Explore the data to understand its structure.

1. **Print the Schema:**
   - Display the schema of the DataFrame to understand the data types.

2. **Show the First Few Rows:**
   - Display the first 5 rows of the DataFrame.

3. **Get Summary Statistics:**
   - Get summary statistics for numeric columns (`Quantity` and `Price`).

#### **Step 4: Perform Data Transformations and Analysis**

Perform the following tasks to analyze the data:

1. **Calculate the Total Sales Value for Each Transaction:**
   - Add a new column called `TotalSales`, calculated by multiplying `Quantity` by `Price`.

2. **Group By ProductID and Calculate Total Sales Per Product:**
   - Group the data by `ProductID` and calculate the total sales for each product.

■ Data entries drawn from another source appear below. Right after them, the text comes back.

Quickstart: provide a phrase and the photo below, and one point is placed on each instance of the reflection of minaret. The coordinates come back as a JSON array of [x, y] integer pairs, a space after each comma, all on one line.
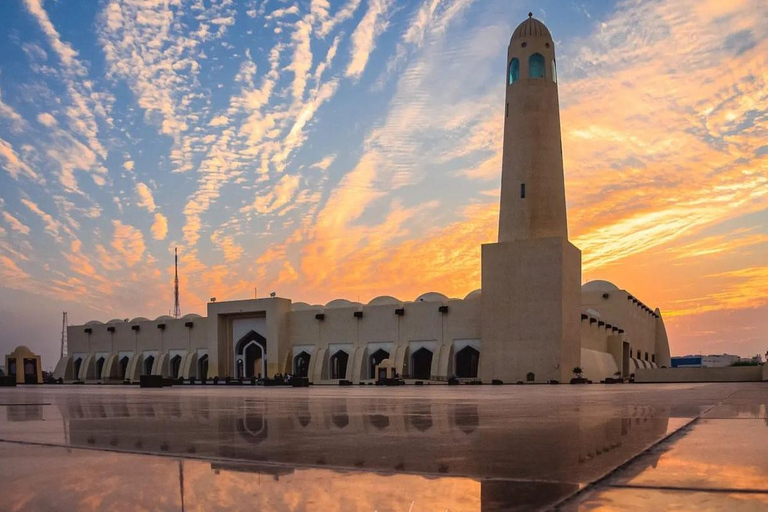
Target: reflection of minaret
[[176, 308], [531, 278]]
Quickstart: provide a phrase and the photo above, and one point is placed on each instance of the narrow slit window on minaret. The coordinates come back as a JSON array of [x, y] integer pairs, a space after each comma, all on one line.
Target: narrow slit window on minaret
[[514, 71], [536, 66]]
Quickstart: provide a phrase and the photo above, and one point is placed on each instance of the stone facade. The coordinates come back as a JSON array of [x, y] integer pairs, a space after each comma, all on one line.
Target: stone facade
[[531, 322]]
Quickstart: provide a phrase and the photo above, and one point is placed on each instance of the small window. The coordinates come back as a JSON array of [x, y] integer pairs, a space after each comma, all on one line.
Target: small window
[[514, 71], [536, 66]]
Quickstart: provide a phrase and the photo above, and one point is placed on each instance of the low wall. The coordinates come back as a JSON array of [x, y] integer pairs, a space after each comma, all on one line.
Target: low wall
[[724, 374]]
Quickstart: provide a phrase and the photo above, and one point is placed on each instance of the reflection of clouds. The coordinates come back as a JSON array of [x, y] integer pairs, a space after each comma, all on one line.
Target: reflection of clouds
[[468, 437]]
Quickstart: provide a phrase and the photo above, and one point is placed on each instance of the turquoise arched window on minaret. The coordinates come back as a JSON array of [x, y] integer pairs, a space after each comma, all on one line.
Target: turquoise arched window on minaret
[[514, 71], [536, 66]]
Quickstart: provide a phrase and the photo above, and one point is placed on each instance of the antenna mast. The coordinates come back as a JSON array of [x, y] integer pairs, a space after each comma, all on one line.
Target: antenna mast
[[64, 335], [176, 308]]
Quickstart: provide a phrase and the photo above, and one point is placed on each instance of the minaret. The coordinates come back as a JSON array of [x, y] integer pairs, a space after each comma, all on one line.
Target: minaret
[[531, 278], [176, 308], [532, 181]]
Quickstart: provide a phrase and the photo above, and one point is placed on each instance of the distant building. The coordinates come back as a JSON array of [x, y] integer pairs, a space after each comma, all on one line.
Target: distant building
[[710, 361], [531, 321]]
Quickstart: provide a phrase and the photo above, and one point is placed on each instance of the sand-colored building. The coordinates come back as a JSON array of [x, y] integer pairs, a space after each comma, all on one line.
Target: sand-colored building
[[24, 365], [531, 321]]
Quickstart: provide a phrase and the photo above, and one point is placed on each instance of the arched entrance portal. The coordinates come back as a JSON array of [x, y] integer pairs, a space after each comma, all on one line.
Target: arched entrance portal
[[421, 364], [30, 371], [99, 367], [76, 368], [375, 359], [149, 362], [123, 367], [301, 365], [202, 367], [339, 365], [251, 356], [467, 360], [254, 361], [175, 366]]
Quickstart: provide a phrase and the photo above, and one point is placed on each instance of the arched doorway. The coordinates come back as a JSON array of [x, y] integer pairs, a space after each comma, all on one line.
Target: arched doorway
[[253, 361], [149, 362], [76, 368], [175, 366], [421, 364], [99, 367], [251, 356], [123, 367], [375, 359], [30, 371], [467, 360], [202, 367], [301, 364], [339, 365]]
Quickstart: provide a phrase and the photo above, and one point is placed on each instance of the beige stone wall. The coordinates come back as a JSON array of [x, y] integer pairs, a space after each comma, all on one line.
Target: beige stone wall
[[530, 310], [639, 324]]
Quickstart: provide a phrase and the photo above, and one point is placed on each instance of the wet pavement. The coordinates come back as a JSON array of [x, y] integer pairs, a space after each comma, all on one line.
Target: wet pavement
[[411, 449]]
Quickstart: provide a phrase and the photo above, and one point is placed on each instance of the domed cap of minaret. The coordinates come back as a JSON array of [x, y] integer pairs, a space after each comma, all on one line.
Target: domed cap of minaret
[[531, 28]]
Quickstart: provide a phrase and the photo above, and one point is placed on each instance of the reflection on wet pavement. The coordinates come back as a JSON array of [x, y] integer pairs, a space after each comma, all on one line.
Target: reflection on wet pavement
[[718, 462], [410, 449]]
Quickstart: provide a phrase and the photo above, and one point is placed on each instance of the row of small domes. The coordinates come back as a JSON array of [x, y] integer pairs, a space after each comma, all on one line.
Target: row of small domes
[[382, 300]]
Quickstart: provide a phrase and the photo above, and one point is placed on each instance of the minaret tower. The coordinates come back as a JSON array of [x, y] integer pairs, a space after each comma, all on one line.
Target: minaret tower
[[176, 308], [532, 181], [531, 278]]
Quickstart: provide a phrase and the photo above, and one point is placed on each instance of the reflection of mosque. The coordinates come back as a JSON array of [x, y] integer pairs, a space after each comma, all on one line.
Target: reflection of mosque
[[457, 438]]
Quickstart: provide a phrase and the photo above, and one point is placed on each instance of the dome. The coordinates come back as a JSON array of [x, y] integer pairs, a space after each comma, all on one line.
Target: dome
[[599, 286], [531, 28], [385, 300], [341, 303], [431, 297], [474, 295]]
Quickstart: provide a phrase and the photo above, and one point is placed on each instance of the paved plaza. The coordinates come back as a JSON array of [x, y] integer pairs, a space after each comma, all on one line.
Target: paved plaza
[[410, 449]]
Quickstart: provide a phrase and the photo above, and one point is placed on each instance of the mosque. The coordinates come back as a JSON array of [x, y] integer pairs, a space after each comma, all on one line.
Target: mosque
[[531, 321]]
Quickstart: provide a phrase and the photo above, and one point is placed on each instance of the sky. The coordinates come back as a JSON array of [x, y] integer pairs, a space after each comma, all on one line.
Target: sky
[[328, 149]]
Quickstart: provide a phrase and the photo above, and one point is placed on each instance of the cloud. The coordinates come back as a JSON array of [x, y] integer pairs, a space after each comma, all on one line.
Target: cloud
[[325, 163], [160, 227], [8, 112], [363, 39], [46, 119], [52, 226], [128, 242], [146, 200], [14, 166], [277, 198], [15, 224]]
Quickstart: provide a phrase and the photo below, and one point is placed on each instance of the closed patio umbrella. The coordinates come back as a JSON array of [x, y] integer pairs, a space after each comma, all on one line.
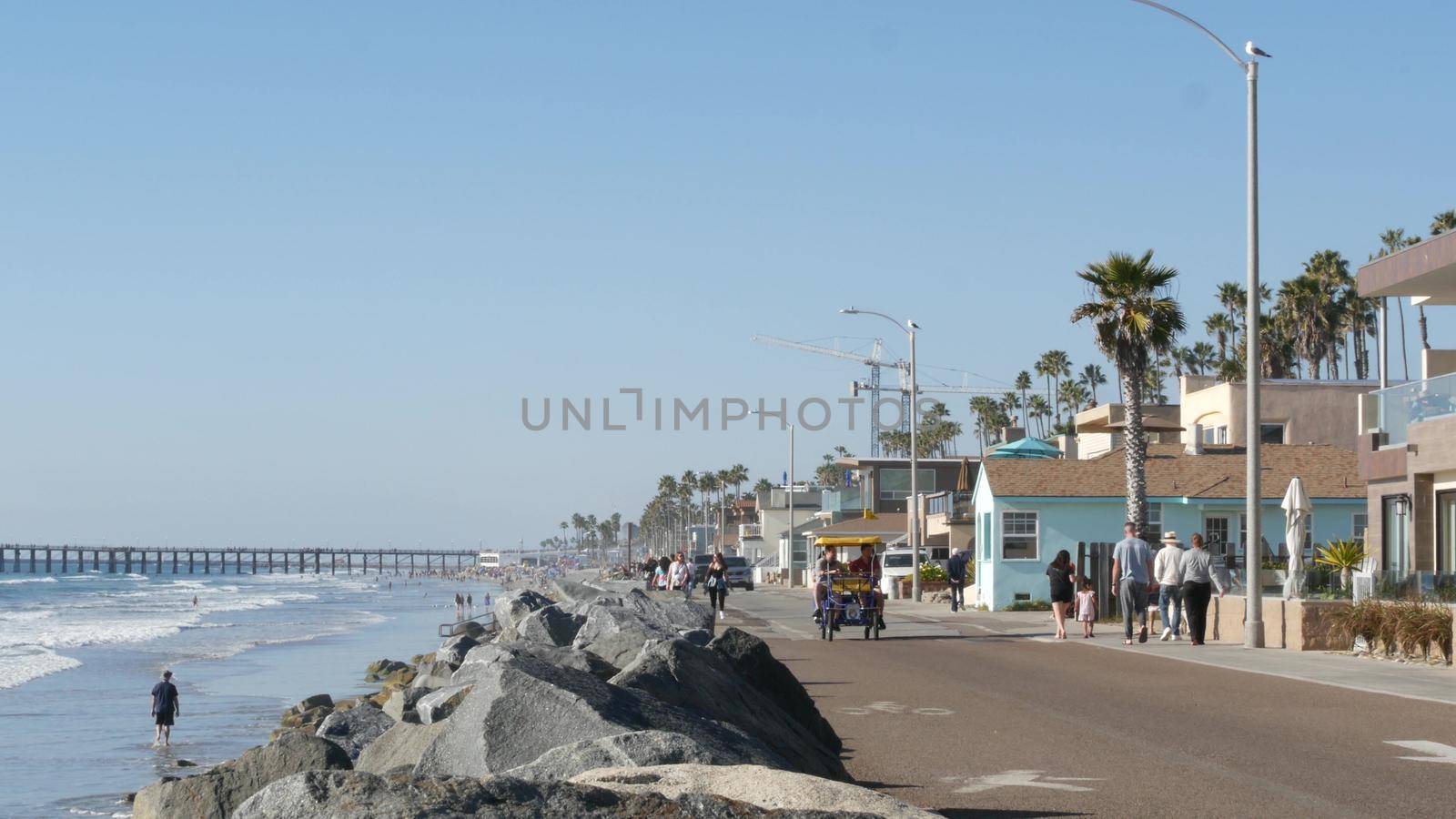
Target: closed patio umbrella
[[1296, 518]]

3. **Identify the Top-Selling Product:**
   - Find the product that generated the highest total sales.

4. **Calculate the Total Sales by Date:**
   - Group the data by `Date` and calculate the total sales for each day.

5. **Filter High-Value Transactions:**
   - Filter the transactions to show only those where the total sales value is greater than ₹500.

---

### **Additional Challenge (Optional):**

If you complete the tasks above, try extending your analysis with the following challenges:

1. **Identify Repeat Customers:**
   - Count how many times each customer has made a purchase and display the customers who have made more than one purchase.

2. **Calculate the Average Sale Price Per Product:**
   - Calculate the average price per unit for each product and display the results.